Regulation of prostatic cell growth is controlled, at least in part by steroid hormones and particularly androgens or male hormones. Epidemiological investigations have revealed that testosterone levels are relatively high in African-Americans and lower in Asians and Caucasians, a pattern that is reminiscent of the risk for developing prostate cancer among racial/ethnic groups. The normal (and abnormal) genetic variations in steroid hormone-metabolic genes in human populations are only poorly characterized and not well understood at this time. It is our hypothesis that genetic variants of human androgen- metabolic enzymes contribute significantly to androgen levels and risk for prostate cancer. We propose to identify and characterize in genetic and biochemical detail common cSNPs (coding region single nucleotide polymorphisms) in a human hormone-metabolic genes with relevance to predisposition to prostate cancer and male reproductive biology in general, the HSD17B3 gene which encodes the testicular or type III 17beta- hydroxysteroid dehydrogenase enzyme. This enzyme converts the precursor adrostenedione into testosterone, the male hormone. We propose to identify cSNPs in four large racial/ethnic population in the US: African-Americans, Asians, Caucasians and Latinos that are also at very different risk for prostate cancer. African- Americans have a very high risk for the disease, while Asians have relatively low risk. CSNPs will be identified by automated DNA sequencing of PCR (polymerase chain reaction)-amplified exonic DNA. Missense mutations will be reconstructed in the cDNA and over- expressed to assess the functional significance of these particular cSNPs. Thus, we intend to investigate the following two specific aims: 1) To identify constitutional ("germline") DNA mutations (particularly cSNPs) in a male hormone-metabolic gene, HSD17B3, in four racial/ethnic groups; and 2) to establish the in vitro biochemical properties of all missense mutations identified in 1. In summary, we will investigate the molecular genetics of natural variation in an androgen-metabolic gene in four different racial/ethnic populations. Our studies will have relevance to the understanding of predisposition to prostate cancer as well as male reproductive biology and its aberrations. The investigations proposed here will lead to a molecular epidemiologic analysis of prostate cancer risk in various racial/ethnic groups.
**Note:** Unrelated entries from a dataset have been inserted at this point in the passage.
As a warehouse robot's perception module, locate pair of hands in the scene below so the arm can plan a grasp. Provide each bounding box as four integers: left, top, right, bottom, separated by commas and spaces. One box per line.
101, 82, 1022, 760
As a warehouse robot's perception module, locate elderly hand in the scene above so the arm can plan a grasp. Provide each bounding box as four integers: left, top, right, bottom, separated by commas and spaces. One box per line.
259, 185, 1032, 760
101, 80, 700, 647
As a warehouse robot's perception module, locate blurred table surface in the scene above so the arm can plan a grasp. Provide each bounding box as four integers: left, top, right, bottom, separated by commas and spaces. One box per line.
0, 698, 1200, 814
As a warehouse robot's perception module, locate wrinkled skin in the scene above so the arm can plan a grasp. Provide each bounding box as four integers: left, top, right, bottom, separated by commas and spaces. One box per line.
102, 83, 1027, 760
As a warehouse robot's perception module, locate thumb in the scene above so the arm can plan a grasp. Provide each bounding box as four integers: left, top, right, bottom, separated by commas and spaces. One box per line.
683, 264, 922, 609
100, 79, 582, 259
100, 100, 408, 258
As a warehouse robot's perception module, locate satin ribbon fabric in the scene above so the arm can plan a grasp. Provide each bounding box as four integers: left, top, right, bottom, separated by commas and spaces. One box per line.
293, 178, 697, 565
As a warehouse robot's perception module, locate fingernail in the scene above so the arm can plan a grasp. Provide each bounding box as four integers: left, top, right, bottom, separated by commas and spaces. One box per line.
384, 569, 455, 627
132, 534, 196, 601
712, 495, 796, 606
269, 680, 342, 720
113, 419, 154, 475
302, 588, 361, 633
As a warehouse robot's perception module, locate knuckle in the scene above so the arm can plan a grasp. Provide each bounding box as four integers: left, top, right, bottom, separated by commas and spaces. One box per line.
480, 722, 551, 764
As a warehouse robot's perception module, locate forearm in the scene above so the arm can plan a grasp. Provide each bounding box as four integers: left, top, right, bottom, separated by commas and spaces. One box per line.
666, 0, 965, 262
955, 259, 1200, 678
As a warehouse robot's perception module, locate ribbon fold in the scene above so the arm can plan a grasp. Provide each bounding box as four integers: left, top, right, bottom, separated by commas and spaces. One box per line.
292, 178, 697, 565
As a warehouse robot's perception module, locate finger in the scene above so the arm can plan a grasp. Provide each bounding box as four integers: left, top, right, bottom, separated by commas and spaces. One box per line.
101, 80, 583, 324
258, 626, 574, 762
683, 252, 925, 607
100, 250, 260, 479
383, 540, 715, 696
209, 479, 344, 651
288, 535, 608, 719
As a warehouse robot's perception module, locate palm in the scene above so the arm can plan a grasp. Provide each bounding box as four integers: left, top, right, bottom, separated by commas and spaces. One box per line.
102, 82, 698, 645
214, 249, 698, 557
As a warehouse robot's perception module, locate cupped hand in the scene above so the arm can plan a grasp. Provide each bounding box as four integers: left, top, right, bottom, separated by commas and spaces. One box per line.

前列腺细胞生长的调节至少部分受到类固醇激素、特别是雄激素或雄性激素的控制。流行病学调查显示，非裔美国人的睾酮水平相对较高，而亚洲人和白种人的睾酮水平较低，这种模式让人想起种族/族裔群体中患前列腺癌的风险。目前，人类类固醇激素代谢基因的正常（和异常）遗传变异的特征还很不清楚，也没有得到很好的了解。我们的假设是，人类雄激素代谢酶的遗传变异对雄激素水平和前列腺癌的风险有显着影响。我们建议鉴定和表征人类激素代谢基因中与前列腺癌易感性和男性生殖生物学相关的常见 cSNP（编码区单核苷酸多态性）的遗传和生化细节，HSD17B3 基因编码睾丸或类型III 17β-羟基类固醇脱氢酶。这种酶将前体雄烯二酮转化为睾酮，即雄性激素。我们建议在美国四大种族/族裔人群中识别 cSNP：非裔美国人、亚洲人、白种人和拉丁裔，他们患前列腺癌的风险也截然不同。非裔美国人患这种疾病的风险非常高，而亚洲人的风险相对较低。 CSNP 将通过 PCR（聚合酶链式反应）扩增的外显子 DNA 的自动 DNA 测序来鉴定。错义突变将在 cDNA 中重建并过度表达，以评估这些特定 cSNP 的功能意义。因此，我们打算研究以下两个具体目标： 1) 鉴定四个种族/族裔群体中雄性激素代谢基因 HSD17B3 的组成性（“种系”）DNA 突变（特别是 cSNP）； 2) 确定1中确定的所有错义突变的体外生化特性。总之，我们将研究四个不同种族/民族群体中雄激素代谢基因自然变异的分子遗传学。我们的研究将与了解前列腺癌的易感性以及男性生殖生物学及其畸变相关。这里提出的研究将对不同种族/族裔群体的前列腺癌风险进行分子流行病学分析。